### Load Data

In [1]:
from fastNLP.io import SSTLoader

# initialize the SSTLoader
loader = SSTLoader()
# download the dataset to the default cache directory and returns the directory
data_dir = loader.download()
# load the dataset from the directory to a DataBundle   
data_bundle = loader.load(data_dir)  

In [2]:
print(data_bundle)

In total 3 datasets:
	dev has 1101 instances.
	test has 2210 instances.
	train has 8544 instances.



### Preprocessing

In [3]:
from fastNLP.io import SSTPipe

pipe = SSTPipe(subtree=False, 
               train_subtree=True, 
               lower=False, 
               granularity=5, tokenizer='spacy')

# (1) tokenization;
# (2) create vocabulary and indices from words;
data_bundle = pipe.process(data_bundle)  

print(data_bundle)

In total 3 datasets:
	dev has 1101 instances.
	test has 2210 instances.
	train has 318582 instances.
In total 2 vocabs:
	words has 20204 entries.
	target has 5 entries.



In [4]:
print(data_bundle.get_dataset('train')[:5])

+------------------------+--------+------------------------+---------+
| raw_words              | target | words                  | seq_len |
+------------------------+--------+------------------------+---------+
| The Rock is destine... | 1      | [21, 1215, 11, 5536... | 39      |
| The Rock               | 0      | [21, 1215]             | 2       |
| The                    | 0      | [21]                   | 1       |
| Rock                   | 0      | [1215]                 | 1       |
| is destined to be t... | 3      | [11, 5536, 8, 26, 2... | 37      |
+------------------------+--------+------------------------+---------+


In [5]:
vocab = data_bundle.get_vocab('words')
print(vocab)

Vocabulary(['The', 'Rock', 'is', 'destined', 'to']...)


In [6]:
index = vocab.to_index('Rock')
print("The index of the word 'Rock' is {}".format(index))
print("index:{} corresponds to the word {}".format(index, vocab.to_word(index)))

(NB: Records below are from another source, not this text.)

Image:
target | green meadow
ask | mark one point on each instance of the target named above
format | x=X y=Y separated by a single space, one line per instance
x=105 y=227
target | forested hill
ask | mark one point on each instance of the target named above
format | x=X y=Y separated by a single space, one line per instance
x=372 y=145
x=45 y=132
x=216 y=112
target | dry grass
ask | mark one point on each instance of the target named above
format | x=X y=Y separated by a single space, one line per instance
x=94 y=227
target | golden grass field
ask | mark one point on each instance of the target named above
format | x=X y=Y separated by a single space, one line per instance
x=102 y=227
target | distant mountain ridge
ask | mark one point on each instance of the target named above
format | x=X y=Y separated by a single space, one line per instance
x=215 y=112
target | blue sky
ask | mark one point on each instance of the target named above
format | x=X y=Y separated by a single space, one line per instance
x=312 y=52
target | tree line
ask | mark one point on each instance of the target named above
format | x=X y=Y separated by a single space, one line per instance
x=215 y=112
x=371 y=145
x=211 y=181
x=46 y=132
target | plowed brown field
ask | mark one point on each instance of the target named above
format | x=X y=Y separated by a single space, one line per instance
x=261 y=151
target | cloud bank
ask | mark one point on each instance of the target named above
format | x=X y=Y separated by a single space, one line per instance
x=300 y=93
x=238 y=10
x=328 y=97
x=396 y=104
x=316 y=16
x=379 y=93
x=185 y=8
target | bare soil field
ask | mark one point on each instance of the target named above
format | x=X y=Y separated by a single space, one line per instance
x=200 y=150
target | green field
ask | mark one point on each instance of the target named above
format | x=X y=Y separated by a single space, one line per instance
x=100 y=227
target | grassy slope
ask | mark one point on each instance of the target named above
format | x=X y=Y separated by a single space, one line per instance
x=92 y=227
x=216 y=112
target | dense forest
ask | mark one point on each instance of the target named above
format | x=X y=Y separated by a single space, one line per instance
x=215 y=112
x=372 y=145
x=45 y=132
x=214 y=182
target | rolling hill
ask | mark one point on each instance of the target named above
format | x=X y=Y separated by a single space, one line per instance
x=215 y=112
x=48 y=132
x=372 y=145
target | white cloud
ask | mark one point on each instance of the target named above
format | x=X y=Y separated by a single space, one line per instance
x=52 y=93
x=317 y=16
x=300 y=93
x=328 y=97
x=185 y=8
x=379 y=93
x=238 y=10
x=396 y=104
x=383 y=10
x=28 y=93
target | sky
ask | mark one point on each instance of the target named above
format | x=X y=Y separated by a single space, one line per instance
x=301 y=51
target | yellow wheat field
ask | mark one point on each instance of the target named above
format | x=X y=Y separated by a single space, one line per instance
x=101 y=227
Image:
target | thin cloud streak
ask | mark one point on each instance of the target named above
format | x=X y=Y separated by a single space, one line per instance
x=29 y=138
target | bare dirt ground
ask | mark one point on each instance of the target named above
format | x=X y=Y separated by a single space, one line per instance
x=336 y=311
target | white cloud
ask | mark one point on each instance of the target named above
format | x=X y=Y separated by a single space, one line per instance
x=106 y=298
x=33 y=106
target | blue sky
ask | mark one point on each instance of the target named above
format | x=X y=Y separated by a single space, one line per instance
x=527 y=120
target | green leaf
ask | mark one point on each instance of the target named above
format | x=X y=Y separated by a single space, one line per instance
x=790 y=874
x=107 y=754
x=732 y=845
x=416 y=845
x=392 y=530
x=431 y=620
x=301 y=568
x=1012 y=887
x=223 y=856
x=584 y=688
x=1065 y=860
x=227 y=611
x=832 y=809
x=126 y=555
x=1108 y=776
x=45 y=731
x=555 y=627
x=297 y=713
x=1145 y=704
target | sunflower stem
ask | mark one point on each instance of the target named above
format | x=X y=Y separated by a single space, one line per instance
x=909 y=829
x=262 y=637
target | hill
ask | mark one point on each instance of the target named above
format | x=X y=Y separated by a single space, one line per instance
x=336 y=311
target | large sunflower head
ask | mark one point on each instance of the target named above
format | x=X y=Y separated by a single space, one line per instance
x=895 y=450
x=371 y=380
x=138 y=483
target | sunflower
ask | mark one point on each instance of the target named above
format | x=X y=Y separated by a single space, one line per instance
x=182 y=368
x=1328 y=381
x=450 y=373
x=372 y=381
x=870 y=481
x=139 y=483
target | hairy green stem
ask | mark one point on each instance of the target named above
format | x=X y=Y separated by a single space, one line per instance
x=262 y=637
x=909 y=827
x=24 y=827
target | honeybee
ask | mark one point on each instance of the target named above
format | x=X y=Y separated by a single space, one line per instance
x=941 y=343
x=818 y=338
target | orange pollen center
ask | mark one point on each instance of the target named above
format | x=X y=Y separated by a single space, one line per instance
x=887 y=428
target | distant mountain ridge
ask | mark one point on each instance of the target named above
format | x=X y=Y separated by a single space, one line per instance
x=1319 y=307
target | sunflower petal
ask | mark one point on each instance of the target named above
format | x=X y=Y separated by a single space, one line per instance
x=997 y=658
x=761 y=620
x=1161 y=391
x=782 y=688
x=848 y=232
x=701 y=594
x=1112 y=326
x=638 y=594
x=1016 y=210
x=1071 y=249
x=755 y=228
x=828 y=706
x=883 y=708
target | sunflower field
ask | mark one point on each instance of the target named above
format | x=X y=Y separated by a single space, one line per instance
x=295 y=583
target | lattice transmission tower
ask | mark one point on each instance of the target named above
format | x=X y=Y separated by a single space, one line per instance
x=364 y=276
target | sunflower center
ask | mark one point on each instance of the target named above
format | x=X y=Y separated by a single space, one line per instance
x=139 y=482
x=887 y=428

The index of the word 'Rock' is 1215
index:1215 corresponds to the word Rock


### Word Embedding

In [7]:
from fastNLP.embeddings import StaticEmbedding

glove_embed = StaticEmbedding(vocab, model_dir_or_name='en-glove-42b-300d', requires_grad=True)

Found 14858 out of 20204 words in the pre-training embedding.


### Load Training/Testing/Validation Set

In [8]:
train_data = data_bundle.get_dataset('train')
test_data = data_bundle.get_dataset('test')
val_data = data_bundle.get_dataset('dev')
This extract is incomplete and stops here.